そもそも7月19日のドイツGP枠をおさえていたのはニュルブルクリンクだった。ところがサーキットの所有権は誰が持っているのかあいまいで、今年1月には、さすがのエクレストンもお手上げの様子だった。「ニュルブルクリンクは無理だ。話の分かる者が誰もいない」
そこで白羽の矢が立ったのは、ニュルブルクリンクと一年おきにドイツGPを主催するホッケンハイムだ。次の順番は2016年だが、取るものもとりあえずエクレストンとの交渉は始まった。
「問題は誰が金銭的なリスクを負うかだ」と25日(水)、ドイツ『Sport Bild(シュポルト・ビルト)』誌に語ったのはホッケンハイムの経営責任者ゲオルグ・ザイラー。
「中小企業のわれわれには不可能な金額だった。ドイツGPキャンセルの責任はこちらにない」とザイラーはいう。
終いにはサーキットの提供さえ提案したホッケンハイム。場所は貸すからレースを開いてくれ、チケット収入はエクレストンが受け取っていいといった具合だ。
メルセデス・ベンツも救いの手を差し伸べた。報道によると、レース開催で見込まれる赤字の半分を補てんするうえに、宣伝費も出すと申し出たらしい。

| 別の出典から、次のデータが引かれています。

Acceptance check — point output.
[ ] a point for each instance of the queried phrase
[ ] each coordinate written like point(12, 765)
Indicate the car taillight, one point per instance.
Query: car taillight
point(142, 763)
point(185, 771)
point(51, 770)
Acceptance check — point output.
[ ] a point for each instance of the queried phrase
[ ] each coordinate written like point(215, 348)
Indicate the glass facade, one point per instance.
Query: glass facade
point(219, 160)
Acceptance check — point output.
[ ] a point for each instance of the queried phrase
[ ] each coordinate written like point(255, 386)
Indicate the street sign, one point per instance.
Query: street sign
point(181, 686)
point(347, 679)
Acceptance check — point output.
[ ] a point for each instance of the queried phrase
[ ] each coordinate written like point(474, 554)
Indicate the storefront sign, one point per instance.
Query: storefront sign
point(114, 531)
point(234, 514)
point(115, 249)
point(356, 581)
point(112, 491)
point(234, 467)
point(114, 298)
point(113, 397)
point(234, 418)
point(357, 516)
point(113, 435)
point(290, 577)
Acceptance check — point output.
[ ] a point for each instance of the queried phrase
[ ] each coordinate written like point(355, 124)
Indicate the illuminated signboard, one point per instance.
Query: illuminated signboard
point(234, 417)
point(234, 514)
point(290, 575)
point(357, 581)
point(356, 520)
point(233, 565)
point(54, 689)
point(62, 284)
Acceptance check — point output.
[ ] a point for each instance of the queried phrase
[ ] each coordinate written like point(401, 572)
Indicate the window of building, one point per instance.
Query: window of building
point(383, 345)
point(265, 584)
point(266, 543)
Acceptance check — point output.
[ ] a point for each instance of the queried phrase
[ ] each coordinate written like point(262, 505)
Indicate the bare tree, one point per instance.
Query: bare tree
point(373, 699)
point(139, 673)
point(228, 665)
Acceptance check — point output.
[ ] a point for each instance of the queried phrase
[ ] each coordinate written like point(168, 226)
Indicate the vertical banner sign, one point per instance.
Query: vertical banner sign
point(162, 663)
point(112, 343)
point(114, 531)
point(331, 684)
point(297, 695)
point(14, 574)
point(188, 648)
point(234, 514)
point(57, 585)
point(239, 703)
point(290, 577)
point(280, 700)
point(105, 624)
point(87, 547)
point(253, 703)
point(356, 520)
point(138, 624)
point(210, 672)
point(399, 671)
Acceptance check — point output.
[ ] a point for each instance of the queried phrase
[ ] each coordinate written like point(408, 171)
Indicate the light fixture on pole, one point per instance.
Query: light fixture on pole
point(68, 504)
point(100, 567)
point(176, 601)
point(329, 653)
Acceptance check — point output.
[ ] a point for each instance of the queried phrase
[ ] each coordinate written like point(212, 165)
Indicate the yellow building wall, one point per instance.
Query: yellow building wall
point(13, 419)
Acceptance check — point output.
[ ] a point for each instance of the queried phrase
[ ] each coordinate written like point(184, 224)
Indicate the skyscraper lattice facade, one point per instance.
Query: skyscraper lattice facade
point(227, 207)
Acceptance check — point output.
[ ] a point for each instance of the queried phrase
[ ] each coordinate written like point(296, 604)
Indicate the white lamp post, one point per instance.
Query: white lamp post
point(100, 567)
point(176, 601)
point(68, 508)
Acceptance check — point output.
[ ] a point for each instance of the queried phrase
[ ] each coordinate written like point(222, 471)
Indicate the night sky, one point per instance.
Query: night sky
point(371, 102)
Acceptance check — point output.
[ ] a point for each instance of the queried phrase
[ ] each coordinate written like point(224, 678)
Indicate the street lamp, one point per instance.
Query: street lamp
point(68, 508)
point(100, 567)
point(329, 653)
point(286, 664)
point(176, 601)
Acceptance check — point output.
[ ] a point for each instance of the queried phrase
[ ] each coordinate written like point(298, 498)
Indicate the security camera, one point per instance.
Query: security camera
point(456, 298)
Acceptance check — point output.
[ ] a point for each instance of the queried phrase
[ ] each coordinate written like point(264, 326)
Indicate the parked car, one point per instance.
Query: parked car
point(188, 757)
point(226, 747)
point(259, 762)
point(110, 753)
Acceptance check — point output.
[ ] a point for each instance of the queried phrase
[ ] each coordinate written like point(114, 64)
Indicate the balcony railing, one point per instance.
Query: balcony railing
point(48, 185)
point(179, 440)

ザイラーはこうも語った。「われわれは(ニュルブルクリンクの)代わりになろうとまでいったのだ。むろん金銭のリスクを負うのは御免こうむる。われわれも一企業だ。賭けをするわけにはいかない」
しかし、ザイラーとエクレストンは同意できなかった。
「われわれがチケットを売ってどうする?」と同じく『Sport Bild(シュポルト・ビルト)』に話すエクレストン。「主催者たるもの、十分な資金の準備があってしかるべきだ」
ドイツ人の元F1ドライバー、ハインツ=ハラルド・フレンツェンは、F1に対する関心低下が主な原因とみている。「見せ物」として魅力を失ったというのだ。